Landowners reject ‘red tape cuts’ for fossickers
Thursday, 28th December, 2017
By Myles Burt
A bid by the NSW and ACT Prospectors and Fossicker Association to have the Unincorported Area declared a fossicking district has been rejected by the Western Lands Division and West Darling pastoralists.
The proposal was asking the Western Land Division to declare the Unincorporated Area as a fossicking district.
Yet, the Western Lands Division felt this was an unwise decision after speaking with Far West landowners.
NAPFA President Steven Dengaard, is working on a state level to help increase the number of declared fossicking districts across NSW.
Fossickers have to ask the lease landowners and also exploration lease owners for permission to fossick.
However, Mr Dengaard seeks to declare the Unincorporated Area a fossicking district so that fossickers only have to ask lease landowners, and remove permission request for exploration lease owners.
With the decision from the Western Land Division and Pastoralists, Mr Dengaard felt the rejection was a missed opportunity.
“When we looked at the Western lands Division, because of the extent of it and the potential for fossicking geo-tourism in the area, we said this would potentially make it more attractive for people to visit the Western Lands Division.”
Mr Dengaard said that fossicking brings tens of millions of dollars into the NSW economy, and would greatly benefit the geo-tourism scene that is prominent in Tibooburra.
Mr Dengaard said that asking for permission is hard due to exploration lease owners being hard to contact, and then being responsive to requests, on top of further finding and asking for lease landowner permission.
“Just simply cuts out a bit of red tape for fossickers when they want to go out in any area of NSW.”
West Darling Pastoralists President Lachlan Gall was sceptical over the proposal, believing fossickers were trying to remove permission requests from both exploration land owners and pastoralists.
This was due to a paragraph referencing grazing lease permission being under question on the NAPFA website stating.
“Where land is freehold permission of the landowner would still be important. But where it is leasehold, such as a grazing lease, it is not fair or right that access can be denied - as it often is - without justification or appeal.”
Mr Gall said a fossicking district could lead to further proposals that could affect pastoralists in the Far West.
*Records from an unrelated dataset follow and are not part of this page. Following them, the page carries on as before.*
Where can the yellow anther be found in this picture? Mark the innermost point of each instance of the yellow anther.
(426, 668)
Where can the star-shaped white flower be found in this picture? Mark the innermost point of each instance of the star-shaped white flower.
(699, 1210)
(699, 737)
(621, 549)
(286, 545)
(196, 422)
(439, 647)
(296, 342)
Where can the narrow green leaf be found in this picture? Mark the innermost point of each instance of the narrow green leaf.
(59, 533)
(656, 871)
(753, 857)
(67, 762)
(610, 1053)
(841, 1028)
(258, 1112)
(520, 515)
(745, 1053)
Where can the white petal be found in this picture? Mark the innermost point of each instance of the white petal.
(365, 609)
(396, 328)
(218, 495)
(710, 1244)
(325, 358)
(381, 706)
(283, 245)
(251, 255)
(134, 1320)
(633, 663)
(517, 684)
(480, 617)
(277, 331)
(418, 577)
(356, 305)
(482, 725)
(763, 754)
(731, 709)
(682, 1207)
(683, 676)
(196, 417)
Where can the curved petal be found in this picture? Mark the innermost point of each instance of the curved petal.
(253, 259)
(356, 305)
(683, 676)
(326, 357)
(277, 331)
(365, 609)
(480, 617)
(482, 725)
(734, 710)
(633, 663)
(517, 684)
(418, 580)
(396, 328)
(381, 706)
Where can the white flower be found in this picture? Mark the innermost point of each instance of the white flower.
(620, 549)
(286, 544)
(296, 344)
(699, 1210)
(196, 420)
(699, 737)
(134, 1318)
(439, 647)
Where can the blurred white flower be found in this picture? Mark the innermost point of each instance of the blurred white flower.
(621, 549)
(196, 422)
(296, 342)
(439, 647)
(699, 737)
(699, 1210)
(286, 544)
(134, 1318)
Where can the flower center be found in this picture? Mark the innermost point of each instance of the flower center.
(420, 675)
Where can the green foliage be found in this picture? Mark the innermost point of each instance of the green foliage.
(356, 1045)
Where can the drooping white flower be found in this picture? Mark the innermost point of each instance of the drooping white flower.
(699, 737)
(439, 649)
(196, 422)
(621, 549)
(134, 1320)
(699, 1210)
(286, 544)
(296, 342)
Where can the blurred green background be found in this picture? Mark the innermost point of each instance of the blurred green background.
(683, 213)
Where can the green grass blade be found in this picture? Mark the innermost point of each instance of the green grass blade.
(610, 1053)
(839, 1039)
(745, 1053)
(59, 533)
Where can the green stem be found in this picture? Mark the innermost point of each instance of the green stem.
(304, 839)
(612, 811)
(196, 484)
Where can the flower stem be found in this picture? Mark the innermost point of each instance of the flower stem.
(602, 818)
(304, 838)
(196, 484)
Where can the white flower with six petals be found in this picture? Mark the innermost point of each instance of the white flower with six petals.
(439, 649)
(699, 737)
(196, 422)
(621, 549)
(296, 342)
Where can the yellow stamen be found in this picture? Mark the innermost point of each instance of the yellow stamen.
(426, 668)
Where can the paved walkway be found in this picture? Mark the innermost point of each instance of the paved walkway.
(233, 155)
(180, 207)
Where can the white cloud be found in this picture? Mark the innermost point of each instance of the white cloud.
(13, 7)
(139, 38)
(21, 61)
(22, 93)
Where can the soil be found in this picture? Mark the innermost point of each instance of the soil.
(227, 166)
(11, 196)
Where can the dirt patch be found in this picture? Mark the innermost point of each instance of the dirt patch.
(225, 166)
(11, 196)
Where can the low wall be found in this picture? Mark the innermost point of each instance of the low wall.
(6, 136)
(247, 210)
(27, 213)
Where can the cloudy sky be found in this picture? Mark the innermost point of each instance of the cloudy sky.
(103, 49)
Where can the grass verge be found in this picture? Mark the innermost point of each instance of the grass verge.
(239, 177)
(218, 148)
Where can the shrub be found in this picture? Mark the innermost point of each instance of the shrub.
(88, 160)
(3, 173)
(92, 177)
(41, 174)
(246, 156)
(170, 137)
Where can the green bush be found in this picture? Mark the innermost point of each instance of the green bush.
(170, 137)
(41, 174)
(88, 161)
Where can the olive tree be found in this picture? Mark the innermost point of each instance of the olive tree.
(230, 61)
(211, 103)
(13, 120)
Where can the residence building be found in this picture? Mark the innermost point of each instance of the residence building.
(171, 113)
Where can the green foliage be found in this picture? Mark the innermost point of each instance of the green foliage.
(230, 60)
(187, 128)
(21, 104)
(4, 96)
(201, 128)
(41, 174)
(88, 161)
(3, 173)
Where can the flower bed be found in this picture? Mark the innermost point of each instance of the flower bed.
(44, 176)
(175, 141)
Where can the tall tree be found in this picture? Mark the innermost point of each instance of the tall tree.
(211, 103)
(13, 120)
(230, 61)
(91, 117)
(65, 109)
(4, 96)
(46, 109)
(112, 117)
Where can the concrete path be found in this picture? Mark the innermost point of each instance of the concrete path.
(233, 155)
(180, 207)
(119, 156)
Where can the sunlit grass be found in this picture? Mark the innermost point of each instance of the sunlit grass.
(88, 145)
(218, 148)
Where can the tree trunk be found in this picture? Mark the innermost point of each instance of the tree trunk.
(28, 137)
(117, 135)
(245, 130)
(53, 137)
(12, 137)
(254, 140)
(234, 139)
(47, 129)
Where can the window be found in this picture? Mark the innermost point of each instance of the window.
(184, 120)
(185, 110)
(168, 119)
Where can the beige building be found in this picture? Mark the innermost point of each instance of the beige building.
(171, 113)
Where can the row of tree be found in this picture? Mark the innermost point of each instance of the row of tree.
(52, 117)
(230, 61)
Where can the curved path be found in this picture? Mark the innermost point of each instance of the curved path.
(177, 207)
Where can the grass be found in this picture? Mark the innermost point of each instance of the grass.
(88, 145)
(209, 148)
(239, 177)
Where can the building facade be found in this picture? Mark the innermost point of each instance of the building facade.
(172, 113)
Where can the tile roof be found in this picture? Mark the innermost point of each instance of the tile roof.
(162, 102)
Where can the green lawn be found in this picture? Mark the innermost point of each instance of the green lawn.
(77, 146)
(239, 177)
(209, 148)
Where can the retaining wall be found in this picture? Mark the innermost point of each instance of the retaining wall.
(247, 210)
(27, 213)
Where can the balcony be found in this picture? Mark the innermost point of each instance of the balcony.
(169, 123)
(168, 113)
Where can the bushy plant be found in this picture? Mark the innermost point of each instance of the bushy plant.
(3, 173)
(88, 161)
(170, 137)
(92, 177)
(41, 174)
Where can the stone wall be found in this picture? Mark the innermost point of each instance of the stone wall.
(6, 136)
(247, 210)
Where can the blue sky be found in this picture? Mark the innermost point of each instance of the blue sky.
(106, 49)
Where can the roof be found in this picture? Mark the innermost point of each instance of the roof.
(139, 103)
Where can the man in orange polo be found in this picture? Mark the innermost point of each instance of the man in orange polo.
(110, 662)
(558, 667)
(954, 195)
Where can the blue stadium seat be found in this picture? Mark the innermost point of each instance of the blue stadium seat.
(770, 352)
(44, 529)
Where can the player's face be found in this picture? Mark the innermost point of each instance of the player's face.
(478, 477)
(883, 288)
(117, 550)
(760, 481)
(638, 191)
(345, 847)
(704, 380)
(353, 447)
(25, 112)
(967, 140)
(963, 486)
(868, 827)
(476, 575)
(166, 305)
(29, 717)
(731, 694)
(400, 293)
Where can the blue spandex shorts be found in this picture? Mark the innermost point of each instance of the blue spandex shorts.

“It’s very concerning that the prospectors and fossickers association have got an agenda by which they which to remove both aspects of the existing process.”
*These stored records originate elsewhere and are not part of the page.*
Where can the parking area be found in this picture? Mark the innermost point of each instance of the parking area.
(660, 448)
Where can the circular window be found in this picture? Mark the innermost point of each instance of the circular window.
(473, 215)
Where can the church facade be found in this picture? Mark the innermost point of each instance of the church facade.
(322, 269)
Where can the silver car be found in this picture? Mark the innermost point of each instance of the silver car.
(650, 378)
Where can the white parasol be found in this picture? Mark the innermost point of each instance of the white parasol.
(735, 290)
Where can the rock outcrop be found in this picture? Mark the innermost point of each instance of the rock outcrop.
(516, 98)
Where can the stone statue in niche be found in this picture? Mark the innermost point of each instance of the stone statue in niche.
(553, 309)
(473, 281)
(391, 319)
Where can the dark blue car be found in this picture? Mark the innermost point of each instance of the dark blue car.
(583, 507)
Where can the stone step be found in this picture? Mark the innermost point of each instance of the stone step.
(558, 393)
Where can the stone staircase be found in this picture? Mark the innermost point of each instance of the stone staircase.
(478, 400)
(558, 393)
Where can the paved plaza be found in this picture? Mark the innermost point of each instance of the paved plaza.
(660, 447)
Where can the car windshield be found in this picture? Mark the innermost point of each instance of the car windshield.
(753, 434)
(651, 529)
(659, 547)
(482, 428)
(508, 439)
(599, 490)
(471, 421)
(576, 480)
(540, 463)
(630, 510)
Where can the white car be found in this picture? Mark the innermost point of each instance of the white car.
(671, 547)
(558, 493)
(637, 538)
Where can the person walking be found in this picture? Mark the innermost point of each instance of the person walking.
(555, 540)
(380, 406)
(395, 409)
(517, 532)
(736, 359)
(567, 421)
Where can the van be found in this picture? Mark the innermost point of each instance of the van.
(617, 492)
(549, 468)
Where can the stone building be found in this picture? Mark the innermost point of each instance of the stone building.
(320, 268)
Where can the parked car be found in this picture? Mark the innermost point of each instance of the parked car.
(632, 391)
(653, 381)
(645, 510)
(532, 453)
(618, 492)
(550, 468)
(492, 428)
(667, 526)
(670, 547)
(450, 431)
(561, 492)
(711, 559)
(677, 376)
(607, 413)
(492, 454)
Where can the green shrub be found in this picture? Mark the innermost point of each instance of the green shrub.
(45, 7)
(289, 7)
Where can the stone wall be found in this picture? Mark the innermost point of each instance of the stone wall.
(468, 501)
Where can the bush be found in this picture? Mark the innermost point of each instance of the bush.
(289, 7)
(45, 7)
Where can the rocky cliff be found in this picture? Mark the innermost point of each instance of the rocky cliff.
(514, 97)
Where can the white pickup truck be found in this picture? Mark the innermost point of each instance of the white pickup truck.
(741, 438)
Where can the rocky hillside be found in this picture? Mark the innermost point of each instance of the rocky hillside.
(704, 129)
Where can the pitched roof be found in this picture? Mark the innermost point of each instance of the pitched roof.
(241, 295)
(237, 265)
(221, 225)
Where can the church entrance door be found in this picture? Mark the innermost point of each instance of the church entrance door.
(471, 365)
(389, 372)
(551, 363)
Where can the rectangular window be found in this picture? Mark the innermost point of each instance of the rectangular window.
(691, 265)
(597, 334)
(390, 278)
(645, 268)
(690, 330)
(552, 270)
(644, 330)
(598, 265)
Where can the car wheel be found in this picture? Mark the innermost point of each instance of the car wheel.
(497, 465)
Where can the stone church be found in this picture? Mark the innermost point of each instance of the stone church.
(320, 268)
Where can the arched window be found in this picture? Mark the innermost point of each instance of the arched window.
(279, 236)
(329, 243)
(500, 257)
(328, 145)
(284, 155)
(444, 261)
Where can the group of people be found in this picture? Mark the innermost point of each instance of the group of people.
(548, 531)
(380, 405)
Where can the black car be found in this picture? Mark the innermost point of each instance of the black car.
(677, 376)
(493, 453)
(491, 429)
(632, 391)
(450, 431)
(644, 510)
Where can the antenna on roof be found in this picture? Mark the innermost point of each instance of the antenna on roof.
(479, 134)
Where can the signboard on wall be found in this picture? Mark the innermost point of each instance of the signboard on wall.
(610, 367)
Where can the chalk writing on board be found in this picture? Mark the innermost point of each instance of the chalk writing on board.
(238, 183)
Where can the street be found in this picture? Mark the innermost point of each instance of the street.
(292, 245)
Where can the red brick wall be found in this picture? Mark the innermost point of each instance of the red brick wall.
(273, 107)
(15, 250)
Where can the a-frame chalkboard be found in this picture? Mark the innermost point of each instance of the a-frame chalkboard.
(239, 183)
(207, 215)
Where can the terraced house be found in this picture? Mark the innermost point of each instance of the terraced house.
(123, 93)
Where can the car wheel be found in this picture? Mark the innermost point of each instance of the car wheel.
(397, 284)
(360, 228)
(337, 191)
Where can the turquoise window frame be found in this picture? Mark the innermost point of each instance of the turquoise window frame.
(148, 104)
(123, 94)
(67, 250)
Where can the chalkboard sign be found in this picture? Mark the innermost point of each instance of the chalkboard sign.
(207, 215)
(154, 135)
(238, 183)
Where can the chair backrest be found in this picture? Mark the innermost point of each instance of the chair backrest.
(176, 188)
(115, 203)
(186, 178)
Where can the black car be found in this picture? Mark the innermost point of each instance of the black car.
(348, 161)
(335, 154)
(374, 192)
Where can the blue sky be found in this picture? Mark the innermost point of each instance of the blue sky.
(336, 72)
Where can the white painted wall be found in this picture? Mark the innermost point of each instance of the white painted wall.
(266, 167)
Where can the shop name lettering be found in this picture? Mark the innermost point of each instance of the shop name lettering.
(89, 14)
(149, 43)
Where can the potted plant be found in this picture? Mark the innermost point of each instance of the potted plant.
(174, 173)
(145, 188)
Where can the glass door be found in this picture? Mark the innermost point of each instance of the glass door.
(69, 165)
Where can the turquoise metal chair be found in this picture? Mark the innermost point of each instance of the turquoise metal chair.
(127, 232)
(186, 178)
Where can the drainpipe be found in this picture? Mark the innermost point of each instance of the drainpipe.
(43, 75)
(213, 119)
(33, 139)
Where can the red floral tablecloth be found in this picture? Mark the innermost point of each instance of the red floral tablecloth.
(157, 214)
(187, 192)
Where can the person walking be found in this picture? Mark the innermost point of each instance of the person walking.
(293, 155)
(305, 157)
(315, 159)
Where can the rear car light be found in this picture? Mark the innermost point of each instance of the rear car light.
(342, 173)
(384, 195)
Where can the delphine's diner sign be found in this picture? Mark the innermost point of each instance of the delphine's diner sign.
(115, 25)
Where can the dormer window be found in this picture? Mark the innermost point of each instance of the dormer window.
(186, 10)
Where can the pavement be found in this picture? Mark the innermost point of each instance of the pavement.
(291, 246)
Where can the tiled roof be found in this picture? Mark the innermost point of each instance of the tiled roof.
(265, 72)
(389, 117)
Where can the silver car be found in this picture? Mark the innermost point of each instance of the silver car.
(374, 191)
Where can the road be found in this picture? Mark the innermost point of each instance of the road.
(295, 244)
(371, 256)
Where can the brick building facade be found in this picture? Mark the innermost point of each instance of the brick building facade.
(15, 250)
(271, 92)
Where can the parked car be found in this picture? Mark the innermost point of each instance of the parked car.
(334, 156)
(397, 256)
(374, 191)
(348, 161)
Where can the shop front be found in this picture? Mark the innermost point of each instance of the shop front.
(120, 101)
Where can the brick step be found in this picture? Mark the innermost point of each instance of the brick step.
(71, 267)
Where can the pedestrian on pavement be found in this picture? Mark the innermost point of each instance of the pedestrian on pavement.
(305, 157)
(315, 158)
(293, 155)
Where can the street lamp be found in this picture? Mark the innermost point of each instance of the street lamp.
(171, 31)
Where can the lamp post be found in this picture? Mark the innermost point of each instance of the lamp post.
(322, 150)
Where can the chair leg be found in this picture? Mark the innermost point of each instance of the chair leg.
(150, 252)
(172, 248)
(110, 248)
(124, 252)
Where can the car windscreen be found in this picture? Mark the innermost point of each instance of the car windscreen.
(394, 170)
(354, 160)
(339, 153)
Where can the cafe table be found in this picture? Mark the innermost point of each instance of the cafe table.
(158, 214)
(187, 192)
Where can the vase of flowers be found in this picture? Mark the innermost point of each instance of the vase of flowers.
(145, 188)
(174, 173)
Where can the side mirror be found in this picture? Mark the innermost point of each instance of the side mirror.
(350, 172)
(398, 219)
With the knowledge that the NAPFA want to bypass exploration permission, Mr Gall said that exploration leases hold a second layer of protection against trespassers.
A spokesperson for the Western Lands Division said the reasoning is due to trespassing, public liability over large land ownership and abiding to the Biosecurity Act 2015.
“Leaseholders were concerned that declaring the area a fossicking district would impact their ability to comply with requirements under the Biosecurity Act 2015 and under some certification and accreditation schemes.”
Mr Gall said that having fossickers entering properties during lambing season could negatively impact those properties due to the lamb and ewe having a fragile bond during its first couple of weeks, that if disturbed can lead to abandonment of the lamb.
“Pastoralists aren’t going to block legitimate prospectors and fossickers without good reason.”
However, even with the rejection of the proposed declaration by the NAPFA, fossickers are still able to fossick in the Unincorporated Area, according to the Western Land Division.
“Regardless of the outcome of the NAPFA’s proposal, fossickers and prospectors are still able approach individual leaseholders to negotiate access to properties.”
Mr Gall has no opposition to fossickers coming into the area, only under the right requirements.
“The provision is already there, just as long as they ask.”